I wondered how Silvessen felt after centuries of nothing and decay, with only a few, equally ghostly compatriots for company.
Then I pictured how she might feel if we could turn her town back into something like Bakewell. A community again. A centre for trade and industry. A home.
A worthy mission, I decided.
‘Tuna mayo for Zareen,’ I said, having exited a busy bakery, laden with carrier bags. ‘Cheese and tomato for you and Indira. Egg and cress, chicken salad, and sausage rolls for Em and me and anybody else who wants one.’
‘A fine haul,’ Jay agreed, eyeing the bags hungrily.
‘Plus, custard tarts, Danishes, chocolate eclairs, Bakewell puddings and a couple of flapjacks.’
‘Anything else?’
‘Tea. Buckets of it.’ I handed Jay a tray of drinks containers, gently steaming, which he took with the air of a man receiving a valuable and precious charge. If you want someone who’ll guard the tea with his actual life and never, ever spill so much as a drop of it, ask Jay.
Nor did he, even during the return trip back through the Winds of the Ways. We arrived in Silvessen with cups intact, bags only mildly savaged (sorry, I couldn’t help it), and plenty of good things for all.
Which was why it was a bit disconcerting to find nobody waiting for us.
‘Indira!’ Jay called, turning in circles (still without spilling the tea). ‘Emellana!’
No one answered.
I trotted to the middle of the main street, where Indira had set down the regulator. When I laid my palm against the damp earth, I felt a pulse of magick and a faint warmth: the device was still down there and still operative.
So where were my team?
‘Zareen!’ I yelled, straightening again. ‘Come on, you’re missing the tuna mayo.’
‘Here I am!’ Zareen trilled. And then she came walking around the side of the same tumble-down cottage in which I’d discovered the first skeleton.
Something was wrong with her voice, I noticed in passing; she sounded sing-song and shrill, which was not at all like her.
Something was wrong with her walk, too. She moved stiffly and jerkily, like a clumsily operated marionette. She grinned at us, but it wasn’t a smile; this was a horrifying grimace, a face-stretching pantomime of warmth and mirth that chilled me to the bottom of my soul.
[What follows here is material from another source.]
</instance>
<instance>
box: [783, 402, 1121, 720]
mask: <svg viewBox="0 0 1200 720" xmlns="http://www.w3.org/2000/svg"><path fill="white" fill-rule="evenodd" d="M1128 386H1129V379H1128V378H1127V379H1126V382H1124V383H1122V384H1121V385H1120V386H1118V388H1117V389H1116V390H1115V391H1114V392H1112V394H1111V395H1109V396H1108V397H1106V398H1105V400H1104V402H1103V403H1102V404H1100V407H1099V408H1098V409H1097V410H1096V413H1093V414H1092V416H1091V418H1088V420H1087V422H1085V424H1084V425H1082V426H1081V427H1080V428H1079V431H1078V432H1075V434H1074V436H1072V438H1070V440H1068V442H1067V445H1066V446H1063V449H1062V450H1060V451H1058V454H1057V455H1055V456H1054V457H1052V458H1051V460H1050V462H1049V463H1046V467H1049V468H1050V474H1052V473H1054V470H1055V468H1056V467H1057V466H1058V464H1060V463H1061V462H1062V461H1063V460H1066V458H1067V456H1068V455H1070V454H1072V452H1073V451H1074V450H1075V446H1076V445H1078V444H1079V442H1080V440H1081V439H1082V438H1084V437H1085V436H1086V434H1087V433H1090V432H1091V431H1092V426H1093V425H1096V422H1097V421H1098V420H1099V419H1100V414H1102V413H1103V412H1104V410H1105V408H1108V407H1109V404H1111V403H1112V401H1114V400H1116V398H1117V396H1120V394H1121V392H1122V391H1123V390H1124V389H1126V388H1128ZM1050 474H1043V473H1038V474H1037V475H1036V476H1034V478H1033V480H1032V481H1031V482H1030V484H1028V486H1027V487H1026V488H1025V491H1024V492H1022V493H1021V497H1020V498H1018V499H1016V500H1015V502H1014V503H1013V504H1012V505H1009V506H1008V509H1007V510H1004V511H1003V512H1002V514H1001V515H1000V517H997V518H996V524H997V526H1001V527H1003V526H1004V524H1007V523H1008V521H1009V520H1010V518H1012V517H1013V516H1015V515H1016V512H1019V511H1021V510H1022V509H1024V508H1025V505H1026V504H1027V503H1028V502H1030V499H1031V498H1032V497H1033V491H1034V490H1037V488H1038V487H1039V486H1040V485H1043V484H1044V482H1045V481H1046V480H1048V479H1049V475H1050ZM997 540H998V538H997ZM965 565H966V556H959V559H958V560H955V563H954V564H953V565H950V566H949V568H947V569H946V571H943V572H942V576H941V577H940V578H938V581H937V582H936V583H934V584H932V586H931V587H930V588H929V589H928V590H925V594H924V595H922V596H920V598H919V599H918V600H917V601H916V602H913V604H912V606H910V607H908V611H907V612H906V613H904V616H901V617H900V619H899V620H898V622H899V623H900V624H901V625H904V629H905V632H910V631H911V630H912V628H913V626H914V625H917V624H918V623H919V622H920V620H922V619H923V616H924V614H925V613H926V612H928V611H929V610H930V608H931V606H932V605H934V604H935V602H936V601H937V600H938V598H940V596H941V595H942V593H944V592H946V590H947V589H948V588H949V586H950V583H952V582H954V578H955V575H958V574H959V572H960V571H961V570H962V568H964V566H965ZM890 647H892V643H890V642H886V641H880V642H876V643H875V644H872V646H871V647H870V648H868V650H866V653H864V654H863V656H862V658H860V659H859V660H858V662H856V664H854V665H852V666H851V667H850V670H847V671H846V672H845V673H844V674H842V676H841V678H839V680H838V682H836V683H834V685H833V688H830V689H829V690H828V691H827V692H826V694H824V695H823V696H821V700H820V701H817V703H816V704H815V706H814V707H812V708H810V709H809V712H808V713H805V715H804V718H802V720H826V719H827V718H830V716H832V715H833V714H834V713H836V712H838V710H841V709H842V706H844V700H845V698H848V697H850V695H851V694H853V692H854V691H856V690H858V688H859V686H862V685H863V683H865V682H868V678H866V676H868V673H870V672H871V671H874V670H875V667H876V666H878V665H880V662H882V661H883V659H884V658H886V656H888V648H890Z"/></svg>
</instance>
If I had to guess, I’d say Zareen had gone and got herself possessed.
And if Zar, of all people, had ended up possessed, there wasn’t much hope that Indira or Emellana could have avoided a similar fate.
We had three angry glaistigs still on the loose somewhere — and we’d left our three friends behind without us while we’d gone in search of custard tarts.
‘It’s official,’ I sighed. ‘No mission in the history of time has ever been this much of a disaster.’